Financials see green benefits; heavy emitters pay the price
Financials ended 1Q with green-bond spreads 1.8 bps lower than conventional bonds on a weighted-average basis. That makes four consecutive quarters where the financials sector had green bonds at lower spreads than conventionals, and the premium expanded from 4Q24, when it was nearly flat. Consumer staples shifted back to a premium of 1.3 bps as of the end 1Q after ending 2024 at a discount of 4.4 bps. The sectors with greater carbon footprints, such as materials and industrials, are trading at the largest discounts to conventional bonds; this gap increased since the end of February after it improved by 9 bps in January and February. This analysis is based on senior bonds in the payment structure and excludes junior and subordinated securities.
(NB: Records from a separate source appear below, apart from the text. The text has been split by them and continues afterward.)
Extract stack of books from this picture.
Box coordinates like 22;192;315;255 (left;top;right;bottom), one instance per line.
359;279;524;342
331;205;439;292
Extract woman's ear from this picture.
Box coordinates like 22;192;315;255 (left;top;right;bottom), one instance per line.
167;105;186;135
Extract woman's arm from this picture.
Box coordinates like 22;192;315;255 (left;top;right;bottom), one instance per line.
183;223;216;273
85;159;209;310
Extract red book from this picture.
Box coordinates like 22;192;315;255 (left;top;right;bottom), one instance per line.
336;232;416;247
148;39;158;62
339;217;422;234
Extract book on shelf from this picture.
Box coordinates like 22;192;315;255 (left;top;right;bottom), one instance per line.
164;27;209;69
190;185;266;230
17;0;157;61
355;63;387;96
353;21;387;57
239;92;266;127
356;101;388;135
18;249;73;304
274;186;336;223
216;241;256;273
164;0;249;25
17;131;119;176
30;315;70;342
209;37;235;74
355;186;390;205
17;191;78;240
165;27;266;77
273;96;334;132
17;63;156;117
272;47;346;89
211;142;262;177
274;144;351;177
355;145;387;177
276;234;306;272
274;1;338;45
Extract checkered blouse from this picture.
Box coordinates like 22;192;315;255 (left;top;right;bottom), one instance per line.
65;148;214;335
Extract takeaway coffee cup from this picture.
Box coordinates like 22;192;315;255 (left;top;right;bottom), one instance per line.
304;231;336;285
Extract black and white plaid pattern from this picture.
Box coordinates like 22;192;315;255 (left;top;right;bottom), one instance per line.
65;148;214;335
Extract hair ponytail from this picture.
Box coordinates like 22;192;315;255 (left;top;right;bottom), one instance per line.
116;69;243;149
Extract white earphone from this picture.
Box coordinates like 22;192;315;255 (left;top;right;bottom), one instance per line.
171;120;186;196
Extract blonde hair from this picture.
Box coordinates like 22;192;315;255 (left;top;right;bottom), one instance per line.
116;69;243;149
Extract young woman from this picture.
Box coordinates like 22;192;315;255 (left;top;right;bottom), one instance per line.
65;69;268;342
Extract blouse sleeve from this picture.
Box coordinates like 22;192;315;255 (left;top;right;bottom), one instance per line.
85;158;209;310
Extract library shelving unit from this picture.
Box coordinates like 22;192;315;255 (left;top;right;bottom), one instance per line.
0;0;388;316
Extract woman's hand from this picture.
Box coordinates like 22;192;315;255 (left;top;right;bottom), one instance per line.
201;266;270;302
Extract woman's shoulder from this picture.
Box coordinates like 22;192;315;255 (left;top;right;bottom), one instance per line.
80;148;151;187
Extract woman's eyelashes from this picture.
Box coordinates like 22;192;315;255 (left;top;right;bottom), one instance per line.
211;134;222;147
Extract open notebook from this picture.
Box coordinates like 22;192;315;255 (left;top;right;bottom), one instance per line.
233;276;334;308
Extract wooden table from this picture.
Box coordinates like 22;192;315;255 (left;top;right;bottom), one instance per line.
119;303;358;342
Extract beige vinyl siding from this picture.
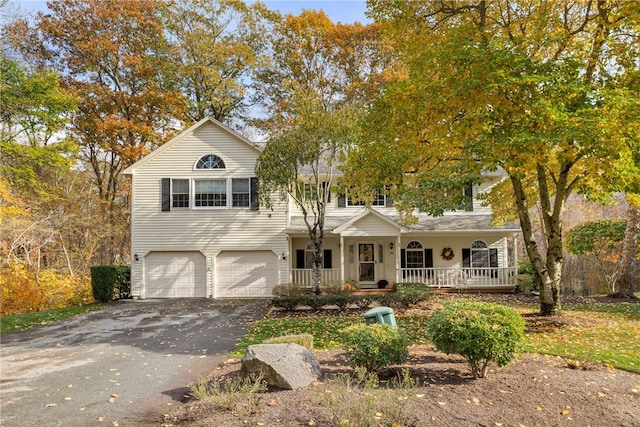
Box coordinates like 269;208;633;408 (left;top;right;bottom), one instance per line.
401;233;507;268
131;123;287;297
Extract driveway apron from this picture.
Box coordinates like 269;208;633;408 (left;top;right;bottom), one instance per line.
0;299;268;427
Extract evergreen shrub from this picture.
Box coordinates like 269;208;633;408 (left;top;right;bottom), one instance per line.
342;323;409;373
427;301;525;378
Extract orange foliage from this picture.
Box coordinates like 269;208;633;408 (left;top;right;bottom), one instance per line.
0;264;93;316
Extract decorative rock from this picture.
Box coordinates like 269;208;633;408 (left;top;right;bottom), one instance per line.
241;344;322;390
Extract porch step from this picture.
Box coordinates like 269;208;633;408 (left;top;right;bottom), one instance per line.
431;286;516;294
351;288;396;295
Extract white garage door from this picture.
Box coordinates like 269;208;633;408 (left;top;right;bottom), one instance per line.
145;252;206;298
217;251;278;297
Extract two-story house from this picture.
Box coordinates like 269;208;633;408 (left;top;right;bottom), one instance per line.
125;118;519;298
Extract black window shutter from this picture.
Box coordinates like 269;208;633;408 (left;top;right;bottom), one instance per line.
161;178;171;212
322;249;333;268
249;177;260;211
489;249;498;267
462;248;471;268
424;249;433;268
464;184;473;212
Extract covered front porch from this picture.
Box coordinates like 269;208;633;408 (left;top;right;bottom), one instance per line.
289;210;517;291
291;267;517;291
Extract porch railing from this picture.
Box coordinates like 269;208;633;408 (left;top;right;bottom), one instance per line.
291;268;341;286
291;267;516;288
400;267;515;288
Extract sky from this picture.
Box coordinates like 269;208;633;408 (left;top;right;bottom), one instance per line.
11;0;369;24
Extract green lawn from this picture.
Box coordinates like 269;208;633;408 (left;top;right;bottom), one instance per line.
0;304;104;335
231;303;640;373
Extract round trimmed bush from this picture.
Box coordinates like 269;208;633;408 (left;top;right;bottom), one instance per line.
342;323;409;373
427;301;525;378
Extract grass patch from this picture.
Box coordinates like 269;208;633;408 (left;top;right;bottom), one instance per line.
231;303;640;373
525;310;640;373
0;305;104;335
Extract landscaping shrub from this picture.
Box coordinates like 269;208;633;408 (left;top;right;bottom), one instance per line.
427;301;525;378
271;283;311;296
321;294;355;311
271;295;302;311
342;323;409;373
264;334;313;351
91;265;131;302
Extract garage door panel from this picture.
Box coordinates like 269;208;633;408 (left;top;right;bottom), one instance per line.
217;251;278;297
145;252;206;298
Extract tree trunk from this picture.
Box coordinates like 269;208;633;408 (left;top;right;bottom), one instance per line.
511;176;562;316
610;202;640;298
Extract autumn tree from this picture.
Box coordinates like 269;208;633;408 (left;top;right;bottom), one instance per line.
9;0;184;262
255;10;391;134
160;0;275;123
256;10;385;293
0;55;77;277
566;219;627;293
256;92;358;294
352;0;640;315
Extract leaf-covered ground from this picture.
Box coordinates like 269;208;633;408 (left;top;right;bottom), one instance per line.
158;296;640;427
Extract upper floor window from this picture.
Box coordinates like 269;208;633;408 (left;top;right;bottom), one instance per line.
298;182;331;203
161;178;259;211
194;179;227;207
196;154;225;169
171;179;189;208
347;189;386;206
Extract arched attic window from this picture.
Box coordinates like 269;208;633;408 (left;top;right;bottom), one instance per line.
196;154;226;170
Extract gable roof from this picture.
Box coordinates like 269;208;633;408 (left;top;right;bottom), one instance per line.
333;209;402;234
122;117;262;175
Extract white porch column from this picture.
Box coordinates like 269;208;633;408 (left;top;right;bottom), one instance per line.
340;234;345;283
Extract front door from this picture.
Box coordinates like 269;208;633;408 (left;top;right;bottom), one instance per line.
358;243;376;283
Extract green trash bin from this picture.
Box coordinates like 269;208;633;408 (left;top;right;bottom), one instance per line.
364;307;397;328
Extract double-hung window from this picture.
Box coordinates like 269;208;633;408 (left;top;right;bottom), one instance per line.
347;189;386;206
194;179;227;208
171;179;189;208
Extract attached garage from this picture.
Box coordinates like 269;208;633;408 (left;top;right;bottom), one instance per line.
145;252;207;298
216;251;278;298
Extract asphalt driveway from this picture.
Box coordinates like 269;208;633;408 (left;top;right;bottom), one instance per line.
0;299;268;427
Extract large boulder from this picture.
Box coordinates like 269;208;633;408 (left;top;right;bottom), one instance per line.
241;344;322;390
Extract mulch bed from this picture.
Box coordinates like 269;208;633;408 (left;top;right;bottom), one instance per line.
158;295;640;427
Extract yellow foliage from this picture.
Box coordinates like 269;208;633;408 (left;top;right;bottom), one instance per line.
0;264;93;316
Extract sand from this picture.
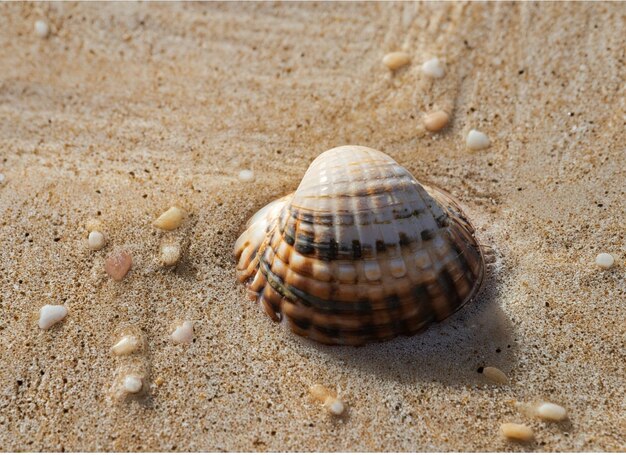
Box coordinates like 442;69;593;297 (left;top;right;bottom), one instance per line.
0;3;626;451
Global greenium methodology
Greenium refers to the premium that green bonds fetch vs. comparable conventional bonds. It’s measured by option-adjusted spreads (OAS), where negative reading is a premium. Using the Bloomberg Global Corporate Green Social Sustainability Bond Index, we calculate the greenium for each member by mapping the two closest conventional bonds with the same payment rank in the Bloomberg Global Aggregate Corporate Bond index on either side of the green-bond maturity. Greenium is calculated as the difference between the green-bond option-adjusted spread (OAS) and the interpolated OAS of the two non green peers. We calculate greenium aggregates at market level for each bond payment rank and BICS 1 and BICS 2 sectors using green-index weights. Green bonds with no non-green matches or data are excluded.